In October 2022, the Department of Defense added BGI Genomics to its list of Chinese Military Companies operating in the U.S., and in March 2023, the Commerce Department added BGI Tech Solutions to the Entity List for concerns the unit poses a significant risk to contributing to PRC Government surveillance.
Market Reality
Despite geopolitical tensions, BGI has made substantial inroads in the U.S. market following the 2022 patent settlement. MGI entered the U.S. market in August 2022, ending years of legal battles that Illumina had used to keep the Chinese competitor at bay.
In 2010, BGI purchased 128 Illumina HiSeq 2000 gene-sequencing machines, backed by $1.5 billion in "collaborative funds" from the state lender China Development Bank. The Chinese company has since developed its own sequencing platforms and expanded globally, operating laboratories in more than 20 countries.

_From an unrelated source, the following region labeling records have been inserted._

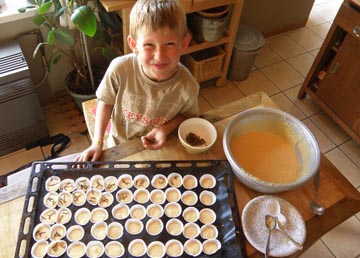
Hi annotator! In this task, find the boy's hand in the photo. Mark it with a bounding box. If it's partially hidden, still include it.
[141,128,166,150]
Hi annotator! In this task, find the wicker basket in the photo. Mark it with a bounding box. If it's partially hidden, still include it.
[182,47,225,82]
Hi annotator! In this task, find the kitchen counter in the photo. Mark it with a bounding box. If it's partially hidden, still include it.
[0,92,360,257]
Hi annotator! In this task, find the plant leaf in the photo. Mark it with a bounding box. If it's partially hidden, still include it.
[71,5,97,37]
[38,1,53,14]
[54,28,75,46]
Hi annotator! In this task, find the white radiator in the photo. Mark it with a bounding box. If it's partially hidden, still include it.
[0,41,49,156]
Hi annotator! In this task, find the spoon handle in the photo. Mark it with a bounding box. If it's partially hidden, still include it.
[276,218,303,250]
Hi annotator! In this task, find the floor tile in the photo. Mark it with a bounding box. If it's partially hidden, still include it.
[200,81,245,108]
[232,71,280,96]
[287,53,315,78]
[254,44,282,68]
[311,112,350,145]
[260,61,304,90]
[287,27,323,51]
[284,85,321,117]
[325,148,360,187]
[321,216,360,258]
[266,35,306,59]
[299,240,335,258]
[271,93,306,120]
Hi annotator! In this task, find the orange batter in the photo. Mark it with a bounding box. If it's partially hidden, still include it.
[231,131,299,184]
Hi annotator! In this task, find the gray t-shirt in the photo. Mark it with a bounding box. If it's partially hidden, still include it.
[96,54,199,147]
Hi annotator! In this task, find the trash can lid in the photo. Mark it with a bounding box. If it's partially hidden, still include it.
[234,25,265,51]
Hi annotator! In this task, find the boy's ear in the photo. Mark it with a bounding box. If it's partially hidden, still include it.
[127,35,137,54]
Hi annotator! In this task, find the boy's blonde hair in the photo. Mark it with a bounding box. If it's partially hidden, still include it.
[130,0,188,40]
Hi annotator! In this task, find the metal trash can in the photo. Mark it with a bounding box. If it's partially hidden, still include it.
[228,25,265,81]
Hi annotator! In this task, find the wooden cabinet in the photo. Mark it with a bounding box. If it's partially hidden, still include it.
[100,0,244,86]
[299,1,360,144]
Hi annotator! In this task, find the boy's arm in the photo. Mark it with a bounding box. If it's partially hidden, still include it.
[141,114,186,150]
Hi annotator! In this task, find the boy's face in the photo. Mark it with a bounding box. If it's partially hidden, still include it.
[128,28,190,81]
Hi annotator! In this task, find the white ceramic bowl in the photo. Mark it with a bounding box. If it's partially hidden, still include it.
[178,117,217,154]
[223,108,320,193]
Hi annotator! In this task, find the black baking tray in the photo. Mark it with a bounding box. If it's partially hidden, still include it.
[15,160,247,258]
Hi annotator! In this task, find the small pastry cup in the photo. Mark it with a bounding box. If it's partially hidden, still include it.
[184,238,203,257]
[199,174,216,189]
[86,188,101,206]
[151,174,168,189]
[165,187,181,202]
[40,209,57,225]
[49,224,66,241]
[182,207,200,222]
[199,190,216,206]
[146,203,164,219]
[90,222,108,240]
[134,188,150,204]
[33,223,51,241]
[128,239,147,257]
[199,208,216,225]
[90,175,105,191]
[200,225,219,240]
[150,189,166,204]
[125,219,144,235]
[31,240,49,258]
[164,202,182,218]
[116,189,134,204]
[66,242,86,258]
[167,172,183,188]
[183,222,200,239]
[99,192,114,208]
[74,207,91,226]
[118,174,134,189]
[107,222,124,240]
[147,241,166,257]
[90,207,109,223]
[183,175,198,190]
[57,192,73,208]
[104,176,118,193]
[130,204,146,220]
[72,190,86,206]
[203,238,221,255]
[105,241,125,258]
[134,174,150,189]
[145,219,164,236]
[66,225,85,242]
[181,190,198,206]
[59,178,76,193]
[111,203,130,220]
[75,176,91,192]
[86,240,105,258]
[47,240,67,257]
[43,192,58,209]
[165,239,184,257]
[165,219,184,236]
[45,176,61,192]
[56,208,72,224]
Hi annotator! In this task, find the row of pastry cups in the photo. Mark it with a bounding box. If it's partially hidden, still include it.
[45,172,216,192]
[32,216,218,242]
[43,187,216,208]
[40,202,216,226]
[31,239,221,258]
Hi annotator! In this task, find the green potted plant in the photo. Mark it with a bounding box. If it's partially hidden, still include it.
[19,0,117,108]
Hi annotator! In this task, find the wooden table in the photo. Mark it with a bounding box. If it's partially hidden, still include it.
[0,92,360,257]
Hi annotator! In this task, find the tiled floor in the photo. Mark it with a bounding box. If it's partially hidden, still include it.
[0,0,360,258]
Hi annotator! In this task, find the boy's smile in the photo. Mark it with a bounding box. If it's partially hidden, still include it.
[129,27,189,81]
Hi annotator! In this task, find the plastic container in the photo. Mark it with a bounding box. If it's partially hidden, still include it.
[228,25,265,81]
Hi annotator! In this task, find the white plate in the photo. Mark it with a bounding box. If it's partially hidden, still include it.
[241,195,306,257]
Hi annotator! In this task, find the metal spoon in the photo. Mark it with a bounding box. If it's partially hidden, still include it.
[265,215,276,258]
[310,172,325,216]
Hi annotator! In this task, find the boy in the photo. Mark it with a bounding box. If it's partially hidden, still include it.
[75,0,199,161]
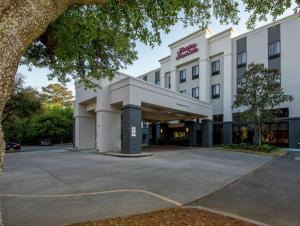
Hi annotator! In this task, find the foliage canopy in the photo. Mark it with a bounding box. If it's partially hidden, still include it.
[22,0,297,87]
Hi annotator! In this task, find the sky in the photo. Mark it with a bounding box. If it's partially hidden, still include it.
[18,5,293,94]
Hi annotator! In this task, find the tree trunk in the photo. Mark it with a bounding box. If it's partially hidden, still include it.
[0,0,67,175]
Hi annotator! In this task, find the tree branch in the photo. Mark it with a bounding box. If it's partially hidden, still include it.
[67,0,107,6]
[0,0,15,17]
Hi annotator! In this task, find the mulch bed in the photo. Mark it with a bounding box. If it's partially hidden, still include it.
[70,208,255,226]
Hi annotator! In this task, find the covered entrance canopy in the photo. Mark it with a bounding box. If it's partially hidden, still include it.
[75,76,212,154]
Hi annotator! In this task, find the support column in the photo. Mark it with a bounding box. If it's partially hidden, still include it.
[158,123,168,145]
[289,117,300,148]
[185,121,197,146]
[223,122,232,145]
[202,119,213,147]
[121,104,142,154]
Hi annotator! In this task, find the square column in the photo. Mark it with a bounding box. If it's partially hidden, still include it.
[223,122,232,145]
[223,54,233,122]
[121,104,142,154]
[289,117,300,148]
[202,119,213,147]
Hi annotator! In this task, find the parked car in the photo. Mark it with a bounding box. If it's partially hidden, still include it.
[40,139,52,146]
[5,142,21,151]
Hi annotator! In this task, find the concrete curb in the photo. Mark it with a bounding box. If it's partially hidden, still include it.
[97,152,153,158]
[180,206,270,226]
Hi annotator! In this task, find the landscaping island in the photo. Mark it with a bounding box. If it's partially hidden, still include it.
[69,208,256,226]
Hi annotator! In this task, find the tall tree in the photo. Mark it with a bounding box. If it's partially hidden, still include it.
[233,64,293,145]
[2,75,42,143]
[42,83,73,106]
[0,0,300,174]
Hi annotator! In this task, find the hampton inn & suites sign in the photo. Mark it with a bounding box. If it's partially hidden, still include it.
[176,43,198,60]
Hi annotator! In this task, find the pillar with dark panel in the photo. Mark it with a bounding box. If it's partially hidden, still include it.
[223,122,233,145]
[121,104,142,154]
[185,121,197,146]
[289,117,300,148]
[157,123,168,145]
[202,119,213,147]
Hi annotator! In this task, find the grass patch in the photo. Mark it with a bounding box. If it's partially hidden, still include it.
[67,208,256,226]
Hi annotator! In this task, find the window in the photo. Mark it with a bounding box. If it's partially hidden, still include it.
[165,72,171,89]
[192,65,199,79]
[269,41,280,59]
[211,84,220,99]
[155,71,160,85]
[211,60,220,75]
[179,70,186,83]
[192,87,199,99]
[237,52,247,67]
[213,114,223,122]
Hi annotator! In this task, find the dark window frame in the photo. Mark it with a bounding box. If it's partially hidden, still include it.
[154,71,160,85]
[192,64,199,80]
[268,40,281,59]
[192,86,199,99]
[211,83,221,99]
[179,69,186,83]
[211,60,221,76]
[236,51,247,68]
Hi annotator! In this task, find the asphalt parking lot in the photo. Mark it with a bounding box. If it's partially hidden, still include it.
[190,152,300,226]
[0,148,270,226]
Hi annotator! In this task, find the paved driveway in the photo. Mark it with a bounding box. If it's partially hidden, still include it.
[0,149,269,226]
[190,152,300,226]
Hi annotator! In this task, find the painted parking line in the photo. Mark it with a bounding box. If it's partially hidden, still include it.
[0,189,182,206]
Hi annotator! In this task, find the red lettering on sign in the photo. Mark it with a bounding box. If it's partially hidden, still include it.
[176,43,198,60]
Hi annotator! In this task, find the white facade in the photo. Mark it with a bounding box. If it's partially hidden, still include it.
[74,15,300,152]
[139,15,300,122]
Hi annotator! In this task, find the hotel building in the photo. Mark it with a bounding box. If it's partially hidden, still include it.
[74,15,300,153]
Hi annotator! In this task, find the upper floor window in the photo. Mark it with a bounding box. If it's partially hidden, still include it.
[179,70,186,83]
[192,87,199,99]
[192,65,199,79]
[155,71,160,85]
[269,41,280,58]
[211,84,220,99]
[237,52,247,67]
[211,60,220,75]
[165,72,171,89]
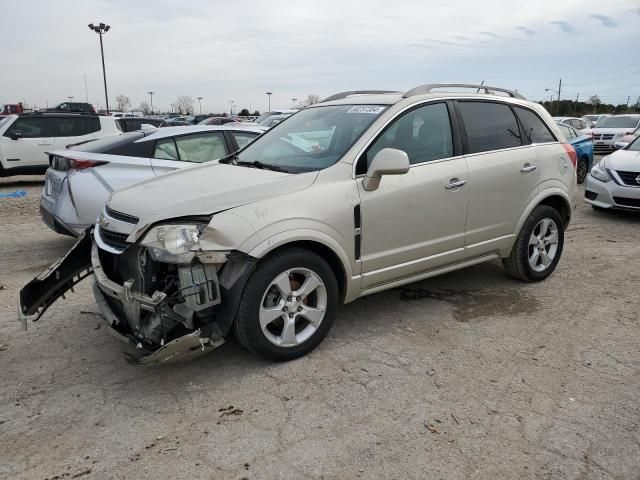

Academic researchers report that Complete Genomics offers "the most cost-efficient and best performing gene sequencing equipment in the industry," with some noting that "Illumina has been overcharging for a long time because it had a monopoly". Stanford genetics chair Michael Snyder said his lab selected Complete Genomics equipment primarily for lower instrument prices and operating costs.
Looking Ahead
The November 10 lifting of China's import ban offers Illumina little comfort. The company announced in March it would cut $100 million in costs to offset China losses, and recently lowered its 2025 revenue guidance, expecting Greater China revenue of just $165 million to $185 million—a dramatic decline from $300 million in 2024.
"Next-gen sequencing remains strategic to national interests, thus we believe Illumina has limited avenues to grow in China," Souda concluded. "Management is in dialogue to identify a resolution, but with limited options we see an upcoming exit from China."
The real threat to Illumina may not be Chinese government restrictions but rather the emergence of a formidable domestic competitor with state backing, deep pockets, and increasingly sophisticated technology—circumstances that raise fundamental questions about whether Western companies can compete in China's strategic industries while protecting their intellectual property.
For Illumina, the challenge is existential: how to maintain its global dominance in gene sequencing while navigating a geopolitical landscape where technology, trade, and national security have become inseparable.